Challenging times call for a renewed focus. Next Radio Limited has a strategy of content differentiation and audience super-engagement and it is because of this approach that we stand out in the market. In addition, during the year we have invested in people and new talent to address new competition in our cities and to sustain our position of being differentiated in each city where we operate.

We expect that the challenges in the economy and the industry will settle over the coming fiscal, and we are ensuring that we are well prepared to reap the benefits of growth as the winds of change and good fortune turn to our advantage.

Group Financial Performance for the Financial Year 2017-18:

This Group performance is in context of the performance of Next Mediaworks Limited (consolidated with Next Radio Ltd and other subsidiaries). Next Radio Limited is the substantive part of the group financial performance. Through this note, we are providing shareholders the details on the performance of the financial year ended March 31, 2018:

- During the year under review, on a standalone basis, Company’s total revenues stood at Rs. 188.32 lakhs as compared to Rs. 213.05 lakhs in 2016-17. The Company posted loss of Rs. 131.17 lakhs as against loss of Rs. 180.50 lakhs in the year 2016-17.

- On a consolidated basis, your Company’s total revenues were stable and stood at Rs. 7914.68 lakhs.

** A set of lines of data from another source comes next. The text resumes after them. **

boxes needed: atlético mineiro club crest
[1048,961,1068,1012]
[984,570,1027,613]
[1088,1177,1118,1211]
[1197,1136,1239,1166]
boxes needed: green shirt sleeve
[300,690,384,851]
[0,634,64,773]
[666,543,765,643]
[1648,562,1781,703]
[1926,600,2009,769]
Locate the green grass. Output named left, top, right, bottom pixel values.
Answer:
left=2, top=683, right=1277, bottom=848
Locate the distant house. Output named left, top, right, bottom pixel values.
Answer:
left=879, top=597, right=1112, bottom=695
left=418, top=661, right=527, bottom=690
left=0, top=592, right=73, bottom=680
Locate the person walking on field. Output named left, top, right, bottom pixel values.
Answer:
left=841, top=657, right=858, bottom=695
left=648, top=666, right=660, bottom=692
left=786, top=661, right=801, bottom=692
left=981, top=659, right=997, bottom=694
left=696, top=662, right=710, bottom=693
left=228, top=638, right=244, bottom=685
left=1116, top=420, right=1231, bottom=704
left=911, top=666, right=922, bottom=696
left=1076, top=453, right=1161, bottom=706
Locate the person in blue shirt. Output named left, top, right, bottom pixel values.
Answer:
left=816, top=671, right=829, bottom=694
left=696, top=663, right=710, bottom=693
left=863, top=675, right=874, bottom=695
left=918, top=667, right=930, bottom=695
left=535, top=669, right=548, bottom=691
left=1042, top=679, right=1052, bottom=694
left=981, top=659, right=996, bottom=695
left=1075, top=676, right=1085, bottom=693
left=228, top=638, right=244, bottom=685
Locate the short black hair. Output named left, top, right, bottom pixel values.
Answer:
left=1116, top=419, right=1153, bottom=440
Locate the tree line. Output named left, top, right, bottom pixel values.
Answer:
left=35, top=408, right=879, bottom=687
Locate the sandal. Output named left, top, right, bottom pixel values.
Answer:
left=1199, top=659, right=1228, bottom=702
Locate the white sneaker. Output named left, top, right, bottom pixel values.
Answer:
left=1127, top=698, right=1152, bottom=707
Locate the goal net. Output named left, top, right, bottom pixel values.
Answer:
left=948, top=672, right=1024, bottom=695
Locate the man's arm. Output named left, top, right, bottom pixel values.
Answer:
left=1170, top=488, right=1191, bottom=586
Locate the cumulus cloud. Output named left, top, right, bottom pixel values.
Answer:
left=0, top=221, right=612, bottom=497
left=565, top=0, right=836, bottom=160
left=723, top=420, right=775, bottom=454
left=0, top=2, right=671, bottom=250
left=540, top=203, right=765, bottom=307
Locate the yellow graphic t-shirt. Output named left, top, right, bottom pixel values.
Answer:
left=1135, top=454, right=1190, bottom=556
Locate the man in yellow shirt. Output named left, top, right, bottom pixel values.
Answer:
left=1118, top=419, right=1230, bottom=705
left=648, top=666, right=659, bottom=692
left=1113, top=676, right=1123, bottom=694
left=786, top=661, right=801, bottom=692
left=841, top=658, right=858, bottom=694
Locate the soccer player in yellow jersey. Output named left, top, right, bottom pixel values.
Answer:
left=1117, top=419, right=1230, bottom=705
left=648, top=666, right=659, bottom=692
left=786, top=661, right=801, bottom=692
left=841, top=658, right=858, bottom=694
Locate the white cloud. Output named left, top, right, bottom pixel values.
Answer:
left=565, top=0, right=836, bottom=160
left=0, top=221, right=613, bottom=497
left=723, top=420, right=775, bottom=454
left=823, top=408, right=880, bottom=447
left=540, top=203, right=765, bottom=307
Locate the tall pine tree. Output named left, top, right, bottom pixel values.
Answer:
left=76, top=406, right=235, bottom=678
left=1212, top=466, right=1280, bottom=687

The Company posted loss of Rs. 767.65 lakhs as against loss of Rs. 814.75 lakhs in the year 2016-17.


With Intent to increase the Shareholders’ value, the Board of Directors of your company have, at their meeting held on July 18, 2018 accorded in-principle approval to scheme of arrangement with Next Radio Limited, HT Media Limited and HT Music & Entertainment Company Limited. A brief note on the same is provided in the Directors’ Report for the information of shareholders.


I would like to end by thanking various Government bodies, banks, financial institutions and vendors for their support and our Board members for their guidance. I would also like to express my gratitude to our shareholders, employees and our listeners for their continued support and encouragement at an important phase of our journey. With your support we will continue to contribute towards addressing the increasing needs of all our customers.